On 5/22/25 19:12, Jonathan Cameron wrote:
On Thu, 22 May 2025 13:18:55 +0200 Maud Spierings via B4 Relay devnull+maudspierings.gocontroll.com@kernel.org wrote:
From: Maud Spierings maudspierings@gocontroll.com
Throughout the various probe functions &indio_dev->dev is used before it is initialized. This caused a kernel panic in st_sensors_power_enable when the call to devm_regulator_bulk_get_enable() fails and then calls dev_err_probe() with the uninitialized device.
Hi Maud,
Curious. Given the device_initialize() is in the allocation function it isn't immediately obvious that something needed might not have been initialized. Any idea what is being accessed in there that fails? (i.e. any idea if my shallow detective work found it ;)
It is indeed what you describe below, in the stack trace from my initial bug report it can indeed be seen that the panic happens in device_set_deferred_probe_reason(), __device_set_deferred_probe_reason() to be specific.

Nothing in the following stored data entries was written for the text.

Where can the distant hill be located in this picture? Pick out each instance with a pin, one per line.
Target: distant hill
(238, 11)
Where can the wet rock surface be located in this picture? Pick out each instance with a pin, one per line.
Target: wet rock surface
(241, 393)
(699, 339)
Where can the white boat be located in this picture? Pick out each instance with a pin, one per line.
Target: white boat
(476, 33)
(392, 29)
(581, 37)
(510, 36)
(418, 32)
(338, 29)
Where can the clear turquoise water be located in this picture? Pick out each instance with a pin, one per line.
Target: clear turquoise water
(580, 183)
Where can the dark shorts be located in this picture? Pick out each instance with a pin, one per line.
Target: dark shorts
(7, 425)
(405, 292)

https://elixir.bootlin.com/linux/v6.14.7/source/drivers/iio/industrialio-cor... in iio_device_alloc() is where device_initialize() is called.

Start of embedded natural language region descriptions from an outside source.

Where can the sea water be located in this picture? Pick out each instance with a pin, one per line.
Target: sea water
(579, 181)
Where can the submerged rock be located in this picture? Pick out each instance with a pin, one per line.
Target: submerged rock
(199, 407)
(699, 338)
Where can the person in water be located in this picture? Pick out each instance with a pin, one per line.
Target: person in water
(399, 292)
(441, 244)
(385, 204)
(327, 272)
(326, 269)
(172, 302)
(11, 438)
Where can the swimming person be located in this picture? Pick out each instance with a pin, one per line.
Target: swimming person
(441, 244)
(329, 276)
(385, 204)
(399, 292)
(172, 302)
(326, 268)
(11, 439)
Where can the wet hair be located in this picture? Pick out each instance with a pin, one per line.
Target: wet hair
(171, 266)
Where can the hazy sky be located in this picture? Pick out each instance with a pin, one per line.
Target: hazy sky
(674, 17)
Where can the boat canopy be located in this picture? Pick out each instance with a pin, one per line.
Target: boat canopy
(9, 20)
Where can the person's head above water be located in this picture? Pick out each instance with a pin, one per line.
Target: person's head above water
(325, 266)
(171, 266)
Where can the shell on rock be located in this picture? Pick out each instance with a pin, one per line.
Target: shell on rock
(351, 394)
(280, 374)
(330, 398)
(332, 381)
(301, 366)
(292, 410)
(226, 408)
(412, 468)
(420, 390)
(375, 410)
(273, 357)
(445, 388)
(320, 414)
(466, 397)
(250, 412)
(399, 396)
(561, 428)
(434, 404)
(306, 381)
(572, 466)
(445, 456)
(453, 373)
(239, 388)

Using the device in the iio_dev structure is almost certainly wrong but I'm surprised it crashes... So I had a quick dig.
The only path that isn't a simple print that I can spot is device_set_deferred_reason() That accesses dev->p (device private data) Which is initialized only in device_add().
I wonder if we should harden device_set_deferred_reason() against p == NULL, perhaps with a message strongly advising against using it with a device that hasn't been added?
Being in error paths this is the sort of subtle bug that rarely rears it's head :(
+CC Greg and Dragan for thoughts before anyone spins a patch.
This change is good either way. I'm just on wrong computer to pick it up right now.
I think I may need to send a v3, I didn't add the stable cc in my commit message above the SoB tag which the kernel test bot is informing me about.